Team Tournament Pairings

For team tournament pairings, the major pairings programs currently just take the average rating of each team and uses that to pair the teams like a normal individual swiss. However, just because a team has a higher rating average, they might have lower rated players on the majority of the boards and, for example, be expected to lose to another team with a lower rating average 4-1. What do you think about factoring this into the pairings?

I’m not sure I understand the question. Are you saying that the pairings should be done in such a way that the team with the higher average rating is paired against a lower-rated team (with the same match score) only if a majority of the higher-rated team’s board are also higher rated than the corresponding boards on the lower-rated team?

I don’t know about SwissSys, but WinTD has the option of using an entered rating rather than an average rating, and it also has the option of using local ratings (if they exist) instead of USCF ratings. So a TD could assign a lower local rating to reflect anticipated performance (a team with a GM parent and young kids having ratings of 2700, 1100, 900, 300 could be assigned a rating of 1000 instead of 1250). However, seeing how much the lower ratings reduce the average, I’m not sure how often such a TD-instituted reduction would plausibly be needed.

This proposal looks to modify Rule 31E in some way, as WinTD and SwissSys both derive their pairing algorithms directly from USCF rules. Ergo, changing the pairing algorithms would first require a rules change, which means a proposal would have to be made to the Rules Committee. This means that said proposal will need to be quite detailed, including an argument as to why this should be considered in the first place. My initial thought is that pairing teams by anything other than average team rating is just begging for trouble.
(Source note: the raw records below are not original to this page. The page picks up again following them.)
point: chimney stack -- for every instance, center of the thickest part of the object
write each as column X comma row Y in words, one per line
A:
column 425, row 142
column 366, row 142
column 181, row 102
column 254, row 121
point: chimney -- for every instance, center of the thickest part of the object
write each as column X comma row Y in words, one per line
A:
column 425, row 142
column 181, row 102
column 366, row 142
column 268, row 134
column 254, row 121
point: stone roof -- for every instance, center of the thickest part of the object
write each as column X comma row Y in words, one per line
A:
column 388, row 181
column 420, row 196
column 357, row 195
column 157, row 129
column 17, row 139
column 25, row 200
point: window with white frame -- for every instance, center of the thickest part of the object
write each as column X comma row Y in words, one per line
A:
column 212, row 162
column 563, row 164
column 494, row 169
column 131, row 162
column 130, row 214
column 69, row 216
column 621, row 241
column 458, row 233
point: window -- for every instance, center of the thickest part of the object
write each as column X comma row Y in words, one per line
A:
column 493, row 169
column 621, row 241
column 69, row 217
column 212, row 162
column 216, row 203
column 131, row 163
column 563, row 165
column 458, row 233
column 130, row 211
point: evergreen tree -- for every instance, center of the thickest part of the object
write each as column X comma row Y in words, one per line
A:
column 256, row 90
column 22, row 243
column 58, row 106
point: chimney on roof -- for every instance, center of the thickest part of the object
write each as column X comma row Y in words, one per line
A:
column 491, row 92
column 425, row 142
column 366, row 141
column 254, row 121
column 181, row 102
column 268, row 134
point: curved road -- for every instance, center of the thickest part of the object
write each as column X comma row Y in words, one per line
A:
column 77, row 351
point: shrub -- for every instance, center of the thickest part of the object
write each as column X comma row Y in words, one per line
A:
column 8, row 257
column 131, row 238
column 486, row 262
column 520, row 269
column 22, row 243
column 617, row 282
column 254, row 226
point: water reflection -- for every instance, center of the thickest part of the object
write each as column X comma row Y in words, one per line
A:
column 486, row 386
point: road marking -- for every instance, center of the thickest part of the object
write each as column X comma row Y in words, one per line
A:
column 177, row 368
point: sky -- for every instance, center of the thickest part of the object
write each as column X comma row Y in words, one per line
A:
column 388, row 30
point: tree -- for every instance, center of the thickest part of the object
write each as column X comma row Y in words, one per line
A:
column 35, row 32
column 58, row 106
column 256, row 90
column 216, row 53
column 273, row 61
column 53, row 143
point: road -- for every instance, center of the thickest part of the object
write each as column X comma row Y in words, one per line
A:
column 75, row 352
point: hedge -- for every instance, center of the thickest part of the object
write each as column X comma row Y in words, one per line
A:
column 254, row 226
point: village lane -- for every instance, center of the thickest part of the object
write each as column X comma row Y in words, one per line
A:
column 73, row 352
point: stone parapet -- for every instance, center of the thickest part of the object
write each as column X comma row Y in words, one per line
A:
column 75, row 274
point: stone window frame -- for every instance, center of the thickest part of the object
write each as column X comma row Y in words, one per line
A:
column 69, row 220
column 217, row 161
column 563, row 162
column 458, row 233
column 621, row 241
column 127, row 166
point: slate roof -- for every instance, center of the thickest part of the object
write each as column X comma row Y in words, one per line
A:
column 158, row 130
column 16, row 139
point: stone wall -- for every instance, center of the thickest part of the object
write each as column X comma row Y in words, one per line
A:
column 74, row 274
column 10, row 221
I don’t think SwissSys has that option if you’re doing a fixed-roster team event (at least, I haven’t seen it). More to the point, though, I can’t imagine a reasonable scenario in which a director might assign a team a lower rating than its actual average. I also don’t think there’s anything in Rule 31 that allows such an adjustment. Rule 31C1 is the only variant in that section that mentions anything about adjusting ratings, and it only has to do with an alternate method for factoring an unrated player into his team’s average rating.

Sure, a TD can use his judgment - but woe be unto the director who drops a team like the hypothetical one above into a U1200 prize category and then has other U1200 teams demand justification.

The only times I’ve done it is in IHSA (not USCF) team events with only overall prizes where some teams are forfeiting boards. A simple average does not take into account the impact of the forfeited boards. The U1200 issue doesn’t arise because there are no U## sections or prizes.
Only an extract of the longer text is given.